Dalam perspektif pencapaian tujuan, KPI menjawab pertanyaan “bagaimana capaian kita saat ini dalam rangka sampai ke tujuan yang ditetapkan?”. KRI menjawab pertanyaan “apa kemungkinan kita gagal mencapai tujuan?” atau “apa yang mungkin menghambat kita untuk mencapai tujuan?”
Memaknai Peran KRI
Bagaimana, pembaca? Sudah mulai terbayang apa itu KRI dan apa perannya? Mari kembali melihat tentang tes suhu tubuh di atas. Mengapa mal kembali dibuka? Tujuannya adalah menggerakkan kembali perekonomian yang sempat lesu. Bagaimana mengukur keberhasilannya? Mungkin jumlah pengunjung dan/atau besaran transaksi bisa menjadi KPI-nya.
Lalu apa risikonya? Dalam kondisi pandemi saat ini, tentu risiko penyebaran atau penularan virus antar pengunjung jika ternyata ada pengunjung yang dalam kondisi terinfeksi. Tujuan pembukaan mall bisa tidak tercapai jika terbukti ada penularan di mall, bisa saja mall tersebut akhirnya ditutup untuk sementara waktu.
Lalu, dari risiko masuknya pengunjung yang sedang terjangkit virus ke Kawasan mall, apakah KRI-nya? Pengukuran suhu tubuh, merupakan cara paling umum digunakan. Sehingga suhu tubuh dapat dijadikan sebagai KRI, dengan thresholds suhu tubuh yang boleh masuk 36,5–37,2 derajat Celsius. Sedangkan, trigger points-nya adalah jika suhu tubuh pengunjung melebihi 37,2 s.d 37,4 derajat Celsius, perlu dilakukan pengecekan ulang misalnya.
Lalu, untuk suhu tubuh lebih dari 37,5 derajat celcius, perlu dilakukan mitigasi dengan melarang pengunjung untuk masuk ke area mall. Relevan dengan penjelasan sebelumnya bahwa bisa saja satu risiko memiliki KRI yang beragam, mungkin ada indikator-indikator lain yang dapat digunakan.
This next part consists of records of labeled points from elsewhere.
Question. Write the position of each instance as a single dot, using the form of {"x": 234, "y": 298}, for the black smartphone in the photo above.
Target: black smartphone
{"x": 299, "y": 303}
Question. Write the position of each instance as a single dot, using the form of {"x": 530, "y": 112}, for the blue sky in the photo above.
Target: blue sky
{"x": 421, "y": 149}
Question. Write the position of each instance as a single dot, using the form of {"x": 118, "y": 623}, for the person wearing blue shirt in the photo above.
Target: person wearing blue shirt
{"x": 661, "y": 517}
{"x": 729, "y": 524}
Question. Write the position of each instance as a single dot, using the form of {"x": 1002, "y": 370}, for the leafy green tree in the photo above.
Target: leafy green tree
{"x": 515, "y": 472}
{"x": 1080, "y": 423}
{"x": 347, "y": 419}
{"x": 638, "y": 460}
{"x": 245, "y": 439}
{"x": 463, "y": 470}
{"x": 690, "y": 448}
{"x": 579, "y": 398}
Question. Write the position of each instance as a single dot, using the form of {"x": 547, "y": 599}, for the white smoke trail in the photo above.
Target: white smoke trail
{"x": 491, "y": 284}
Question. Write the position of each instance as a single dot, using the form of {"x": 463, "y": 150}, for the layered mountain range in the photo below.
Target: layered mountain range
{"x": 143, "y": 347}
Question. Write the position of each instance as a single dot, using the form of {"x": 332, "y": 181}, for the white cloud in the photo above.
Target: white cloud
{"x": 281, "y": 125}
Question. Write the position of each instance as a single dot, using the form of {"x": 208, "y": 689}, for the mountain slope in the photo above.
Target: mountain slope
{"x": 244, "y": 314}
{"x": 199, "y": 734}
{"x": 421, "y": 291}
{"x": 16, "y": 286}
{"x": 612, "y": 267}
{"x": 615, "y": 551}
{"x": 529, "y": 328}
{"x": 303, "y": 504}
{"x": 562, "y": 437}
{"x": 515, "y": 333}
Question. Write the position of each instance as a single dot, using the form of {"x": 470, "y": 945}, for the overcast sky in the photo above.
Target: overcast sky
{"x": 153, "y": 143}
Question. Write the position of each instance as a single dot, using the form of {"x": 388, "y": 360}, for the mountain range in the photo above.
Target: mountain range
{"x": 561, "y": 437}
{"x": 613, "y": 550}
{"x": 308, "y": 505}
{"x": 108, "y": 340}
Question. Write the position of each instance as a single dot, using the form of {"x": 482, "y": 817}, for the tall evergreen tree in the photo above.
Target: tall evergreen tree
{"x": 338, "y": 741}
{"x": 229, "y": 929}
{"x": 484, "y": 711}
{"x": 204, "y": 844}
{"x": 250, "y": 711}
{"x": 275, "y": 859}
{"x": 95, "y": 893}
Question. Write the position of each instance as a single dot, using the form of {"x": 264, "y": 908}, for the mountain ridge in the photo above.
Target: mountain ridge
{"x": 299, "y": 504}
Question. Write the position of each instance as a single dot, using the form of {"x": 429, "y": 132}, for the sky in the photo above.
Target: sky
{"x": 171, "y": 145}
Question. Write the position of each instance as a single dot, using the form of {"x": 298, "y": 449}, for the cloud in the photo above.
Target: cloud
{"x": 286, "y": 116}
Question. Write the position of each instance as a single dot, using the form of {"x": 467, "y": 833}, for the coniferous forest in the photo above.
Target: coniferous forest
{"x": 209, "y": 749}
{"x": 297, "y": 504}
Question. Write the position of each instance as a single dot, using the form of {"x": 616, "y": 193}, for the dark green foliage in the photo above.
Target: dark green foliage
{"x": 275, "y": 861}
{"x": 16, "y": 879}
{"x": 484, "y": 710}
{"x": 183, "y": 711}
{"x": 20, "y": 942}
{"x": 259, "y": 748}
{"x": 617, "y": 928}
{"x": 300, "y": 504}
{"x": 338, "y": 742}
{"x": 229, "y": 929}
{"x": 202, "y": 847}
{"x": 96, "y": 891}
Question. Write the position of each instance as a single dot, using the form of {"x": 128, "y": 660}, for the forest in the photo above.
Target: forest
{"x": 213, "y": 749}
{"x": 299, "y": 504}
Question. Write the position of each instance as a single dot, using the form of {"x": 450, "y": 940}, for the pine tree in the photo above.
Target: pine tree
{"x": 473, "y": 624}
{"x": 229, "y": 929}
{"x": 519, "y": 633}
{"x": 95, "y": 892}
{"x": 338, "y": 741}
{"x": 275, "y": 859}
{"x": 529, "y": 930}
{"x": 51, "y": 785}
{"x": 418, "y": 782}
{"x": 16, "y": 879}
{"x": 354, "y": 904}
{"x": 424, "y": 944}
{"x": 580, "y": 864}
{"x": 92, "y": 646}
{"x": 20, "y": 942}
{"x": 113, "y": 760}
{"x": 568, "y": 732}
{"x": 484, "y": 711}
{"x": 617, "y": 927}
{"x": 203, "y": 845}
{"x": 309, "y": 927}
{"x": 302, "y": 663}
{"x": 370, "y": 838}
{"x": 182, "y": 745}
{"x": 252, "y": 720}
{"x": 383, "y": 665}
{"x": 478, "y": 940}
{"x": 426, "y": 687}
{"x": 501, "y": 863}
Epilog: Pondasi Awal Pengelolaan Risiko
Pemahaman atas makna KRI dan perannya ini bisa dijadikan pondasi awal dalam implementasi penyusunan dan implementasi KRI dalam mendukung pengelolaan risiko di organisasi. Tantangannya, pertama, kita harus mampu mengindentifikasi risiko secara tepat, untuk kemudian ditentukan KRI-nya.
Kedua, kita harus mampu memilah-milah indikator-indikator yang paling relevan dan signifikan dikaitkan dengan risikonya. Terakhir, kita perlu membangun pengelolaan atas indikator yang efektif. Artinya sistem pengumpulan datanya, analisisnya, hingga pembaharuan data secara berkala perlu dilakukan.
Seorang alumnus ASN yang sedang menikmati dunia yang penuh uncertainty, dengan mempelajari keilmuan risiko dan komunikasi.
Terima kasih bung Betrika atas penecerahannya. Mungkin tidak bermasalah dalam mencerna bagi pemerhati risiko atau berlatar belakang epndidkan manajemen atau akuntansi, namun bung betrika coba jelaskan secara umum bagi para pembaca.
Sedikit menambahkan saja, mungkin ini sebagai jawaban mengapa kita sudah tetapkan Key Performance Indicator (KPI) namun masih juga tujuan yang dicapai organisasi masih dibawah target atau ekspektasi. Dengan adanya Key Risk Indicator (KRI) sebagai alat bantu untuk meminimalkan selisih/gap tersebut. Berharapk jika kita dapat menentukan KRI dan melakukan mitigasi, maka tercapainya tujuan bisa dimaksimalkan.